In Paul’s Case (pun intended), it a comedic bit about the gym experience: Paul walks into a North Hollywood gym and discovered that he was the only good looking guy there.
“I can’t be the most good looking person in this building,” he says, horrified.
“I packed my shit and left the place. Now I go to the one in Universal Studios, and everybody works at the studios, and they’re on their lunch break, and everybody’s hot, and I feel like I’m a troll again,” Paul said with relief. He puts his arms out. Body tense. Gasping for breath on a pretend treadmill onstage.
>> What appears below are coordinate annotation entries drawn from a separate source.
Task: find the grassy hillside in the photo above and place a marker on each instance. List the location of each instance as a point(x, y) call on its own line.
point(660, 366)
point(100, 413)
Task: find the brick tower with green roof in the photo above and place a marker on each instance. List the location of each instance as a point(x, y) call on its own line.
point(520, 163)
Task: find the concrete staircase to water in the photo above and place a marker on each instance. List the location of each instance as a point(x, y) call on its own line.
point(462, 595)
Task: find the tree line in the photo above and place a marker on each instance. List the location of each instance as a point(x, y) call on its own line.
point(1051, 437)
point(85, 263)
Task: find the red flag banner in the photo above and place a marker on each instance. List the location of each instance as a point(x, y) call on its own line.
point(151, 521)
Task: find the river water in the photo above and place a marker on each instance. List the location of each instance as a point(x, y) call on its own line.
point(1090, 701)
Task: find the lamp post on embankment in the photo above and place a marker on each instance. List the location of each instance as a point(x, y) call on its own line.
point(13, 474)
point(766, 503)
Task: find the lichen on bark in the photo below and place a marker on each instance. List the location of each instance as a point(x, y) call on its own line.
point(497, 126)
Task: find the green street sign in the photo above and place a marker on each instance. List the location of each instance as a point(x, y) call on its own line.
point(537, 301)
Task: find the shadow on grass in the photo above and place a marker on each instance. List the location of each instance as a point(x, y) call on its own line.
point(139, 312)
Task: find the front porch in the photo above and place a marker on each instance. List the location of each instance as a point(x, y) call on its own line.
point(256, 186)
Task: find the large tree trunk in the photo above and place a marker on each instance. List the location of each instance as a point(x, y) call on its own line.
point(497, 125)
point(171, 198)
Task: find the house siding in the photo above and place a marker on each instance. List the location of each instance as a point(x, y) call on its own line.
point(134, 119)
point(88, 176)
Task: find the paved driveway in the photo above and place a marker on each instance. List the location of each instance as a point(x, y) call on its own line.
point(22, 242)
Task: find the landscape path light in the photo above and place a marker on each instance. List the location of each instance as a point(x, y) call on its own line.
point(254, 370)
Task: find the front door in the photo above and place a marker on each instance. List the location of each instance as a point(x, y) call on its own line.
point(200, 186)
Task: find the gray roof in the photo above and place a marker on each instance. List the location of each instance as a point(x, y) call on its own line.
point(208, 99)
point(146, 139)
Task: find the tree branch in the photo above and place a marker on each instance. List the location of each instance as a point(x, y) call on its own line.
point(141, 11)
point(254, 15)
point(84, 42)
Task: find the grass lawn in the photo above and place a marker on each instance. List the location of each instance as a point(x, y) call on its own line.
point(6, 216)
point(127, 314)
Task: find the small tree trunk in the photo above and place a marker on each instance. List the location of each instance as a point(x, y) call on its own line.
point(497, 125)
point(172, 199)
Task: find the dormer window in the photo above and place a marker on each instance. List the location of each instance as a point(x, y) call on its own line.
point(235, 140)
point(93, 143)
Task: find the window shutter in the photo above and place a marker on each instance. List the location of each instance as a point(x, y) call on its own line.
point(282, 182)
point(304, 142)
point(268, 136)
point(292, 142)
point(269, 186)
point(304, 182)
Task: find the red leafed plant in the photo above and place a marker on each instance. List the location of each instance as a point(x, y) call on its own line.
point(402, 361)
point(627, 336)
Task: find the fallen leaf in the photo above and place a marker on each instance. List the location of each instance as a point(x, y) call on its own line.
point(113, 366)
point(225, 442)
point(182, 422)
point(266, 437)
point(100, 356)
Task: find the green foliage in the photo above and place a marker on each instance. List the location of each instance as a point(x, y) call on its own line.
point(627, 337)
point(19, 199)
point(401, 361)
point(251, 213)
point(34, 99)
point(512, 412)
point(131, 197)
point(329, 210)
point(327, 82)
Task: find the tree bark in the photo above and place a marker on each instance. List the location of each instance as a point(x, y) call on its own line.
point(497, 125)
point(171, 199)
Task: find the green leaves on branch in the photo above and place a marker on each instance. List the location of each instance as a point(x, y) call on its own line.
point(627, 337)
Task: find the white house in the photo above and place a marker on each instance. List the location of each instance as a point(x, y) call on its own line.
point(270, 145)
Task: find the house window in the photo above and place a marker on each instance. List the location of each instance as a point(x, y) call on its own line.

“I just need to lose six more pounds.”
Laughter ensues once again.
Paul has a self-deprecating, satiric to border-line sardonic, humor, and delivers it as dry as Jerk Chicken and as dark as a 10’o clock shadow.
He gets us to laugh at the expense of his own follies, and with it, illuminates some kind of human folly what we all deep down share.
Truth is, we all strive for perfection, even when we know deep down we can never fully obtain it, and we strive for perfection in others, even though we know others will also let us down. At least Paul’s capital case U for Unperfect gives us a glimpse into these follies, through his jokes. His bits are definitely the most Unperfect case—he’ll bash on the Seattle weather to Seattle natives, he’ll bash on his own homosexuality, living the poor comedian life as a waiter for the past 18 years, he’ll bash his eccentric Pennsylvanian family, his successful friends, and he’ll bash his own fantasies. There is no topic or subject Unabashed (pun intended) as long as Paul has lived or experienced, it’ll be on the stage.
He thrives on perfection in an unperfect world. One of his shortest relationships was also the greatest relationships because of the intensity of love and love loss. It only lasted for three months, but in his words, the relationship was “exceptional and perfect.”
“He was everything I had been searching for,” Paul said with a sigh.
That was why he found it so difficult to come to terms with the breakup. He had this strong conviction that they were meant to be and because he believed that he could never find anyone as flawless.
Enter Emptiness, Self-pity, and Loneliness. They were his companions following the next six or so months after the relationship was suddenly over. Initially, he cried for hours at a time. He was shut up at home, in bed, with tissues everywhere. Even worse then feeling down—the heartbreak made him humorless.
He couldn’t even think of any funny material in all this—“not while you’re in it,” Paul says. For Paul, it takes a lot of crying out to getting it out. He wrote poetry. Most of the time they didn’t even make sense, but they were channels through which his pain could be thrown away.
Like Kevin Hart, Paul can make fun of his pain—at least when he gets out of it. When he jabs at himself, he is jabbing at all of our flawed follies. “People can see that we really do get better,” Paul said, “especially when we can laugh about it later.”
Even with all the agony, weeping, the low creative libido, and the nonsensical poetry that will never see light of deliverance—all byproducts of falling out of love, we asked him why he would even consider falling in love again? He answered our question with another question: “Why not?”
Perhaps the darkest type of humor is this exactly this. After all, it certainly is life’s funniest punchline (pun-intended).